On trouvera ici une réflexion sur le paraître, que la philosophie a coutume, depuis Platon et jusqu’à Heidegger et acolytes, d’opposer à l’être, ou à ce qui existe (le réel). On s’étonnera que cet essai se recommande néanmoins, pour affirmer au contraire leur identité, du philosophe chez lequel la tradition a cru trouver pour la première fois une telle distinction : Parménide.

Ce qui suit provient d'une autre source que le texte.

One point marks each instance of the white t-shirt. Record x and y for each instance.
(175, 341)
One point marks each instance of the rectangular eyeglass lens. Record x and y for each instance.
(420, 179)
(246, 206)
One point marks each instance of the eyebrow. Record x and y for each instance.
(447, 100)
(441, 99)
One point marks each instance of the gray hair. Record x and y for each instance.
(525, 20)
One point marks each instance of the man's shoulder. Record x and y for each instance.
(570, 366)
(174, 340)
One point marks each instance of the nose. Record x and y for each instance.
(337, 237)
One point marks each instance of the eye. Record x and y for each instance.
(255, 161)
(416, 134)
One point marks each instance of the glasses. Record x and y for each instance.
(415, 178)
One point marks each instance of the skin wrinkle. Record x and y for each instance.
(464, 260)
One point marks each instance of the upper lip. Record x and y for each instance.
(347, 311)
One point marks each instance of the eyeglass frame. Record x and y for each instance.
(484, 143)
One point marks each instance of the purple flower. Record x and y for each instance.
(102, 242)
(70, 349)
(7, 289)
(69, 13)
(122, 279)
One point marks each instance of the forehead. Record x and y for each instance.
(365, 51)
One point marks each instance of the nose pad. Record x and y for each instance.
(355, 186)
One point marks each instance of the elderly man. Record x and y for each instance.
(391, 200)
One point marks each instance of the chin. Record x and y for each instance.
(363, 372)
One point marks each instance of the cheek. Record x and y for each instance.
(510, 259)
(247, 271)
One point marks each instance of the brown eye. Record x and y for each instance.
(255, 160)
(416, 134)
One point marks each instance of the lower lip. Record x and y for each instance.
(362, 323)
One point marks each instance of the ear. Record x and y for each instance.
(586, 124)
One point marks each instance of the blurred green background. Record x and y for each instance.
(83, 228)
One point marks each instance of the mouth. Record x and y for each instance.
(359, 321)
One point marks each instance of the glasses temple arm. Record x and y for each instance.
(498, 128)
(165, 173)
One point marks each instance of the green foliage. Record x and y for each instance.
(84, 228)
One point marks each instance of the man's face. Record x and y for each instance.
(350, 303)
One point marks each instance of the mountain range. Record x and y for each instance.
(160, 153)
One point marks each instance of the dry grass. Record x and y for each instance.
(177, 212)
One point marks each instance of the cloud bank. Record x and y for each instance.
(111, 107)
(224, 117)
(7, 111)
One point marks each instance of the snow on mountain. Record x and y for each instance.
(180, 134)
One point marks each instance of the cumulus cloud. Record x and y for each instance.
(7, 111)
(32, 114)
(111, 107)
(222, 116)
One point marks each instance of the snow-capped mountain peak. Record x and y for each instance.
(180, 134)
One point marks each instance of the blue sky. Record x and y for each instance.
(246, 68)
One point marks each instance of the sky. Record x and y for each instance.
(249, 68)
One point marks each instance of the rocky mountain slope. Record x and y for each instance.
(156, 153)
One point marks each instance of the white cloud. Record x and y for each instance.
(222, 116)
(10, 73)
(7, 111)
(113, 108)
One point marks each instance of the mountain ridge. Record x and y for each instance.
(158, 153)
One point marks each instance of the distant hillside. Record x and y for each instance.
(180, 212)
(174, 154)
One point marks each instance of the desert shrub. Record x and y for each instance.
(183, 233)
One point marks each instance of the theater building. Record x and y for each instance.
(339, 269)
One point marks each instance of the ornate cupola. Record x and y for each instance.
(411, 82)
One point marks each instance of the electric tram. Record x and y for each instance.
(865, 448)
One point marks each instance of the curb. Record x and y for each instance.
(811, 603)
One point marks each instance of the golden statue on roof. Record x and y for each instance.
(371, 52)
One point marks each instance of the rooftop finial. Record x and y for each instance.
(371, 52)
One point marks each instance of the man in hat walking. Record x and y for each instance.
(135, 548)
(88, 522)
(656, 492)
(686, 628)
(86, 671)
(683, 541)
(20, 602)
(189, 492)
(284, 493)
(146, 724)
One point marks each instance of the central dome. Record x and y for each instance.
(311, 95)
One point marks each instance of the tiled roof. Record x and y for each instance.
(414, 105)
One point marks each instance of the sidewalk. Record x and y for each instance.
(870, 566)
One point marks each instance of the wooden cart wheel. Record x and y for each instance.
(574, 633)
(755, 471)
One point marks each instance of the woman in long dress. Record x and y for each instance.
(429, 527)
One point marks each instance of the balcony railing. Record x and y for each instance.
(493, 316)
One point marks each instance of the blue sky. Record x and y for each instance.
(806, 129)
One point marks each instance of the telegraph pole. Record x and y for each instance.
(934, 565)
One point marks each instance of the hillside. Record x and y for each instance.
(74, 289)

Mais il ne faut pas oublier que Platon appelait déjà son entreprise philosophique propre, dans le dialogue qu’il consacrait à Parménide, un « parricide » de ce dernier. Et parricide il y a bien, car il s’agit chez Platon, pour des questions essentiellement morales, d’accorder l’existence, outre à l’être, à l’autre, c’est-à-dire à ce qui n’existe pas. Paradoxalement, les interprètes actuels de Parménide, voulant retrouver celui-ci avant qu’il ne fût supprimé par le platonisme, n’ont pas su se contenter du lapidaire et inactuel « ce qui est est », et y ont prétendu voir une distinction entre l’existence et l’être, ou encore entre l’apparaître et la vérité.
Un parricide n’a donc vraisemblablement pas suffi à faire taire la sentence parménidienne qui invite à faire bon accueil à l’existence ; on en refait régulièrement le rituel. Cet essai propose d’aller à rebours.
Santiago Espinosa (Mexico, 1978) est philosophe et traducteur. Il est le lauréat 2015 de la Bourse Cioran du CNL. Encre Marine a déjà publié de lui L’Inexpressif musical (2013), Voir et entendre (2016) et Traité des apparences (2017) et L'Impensé (2019).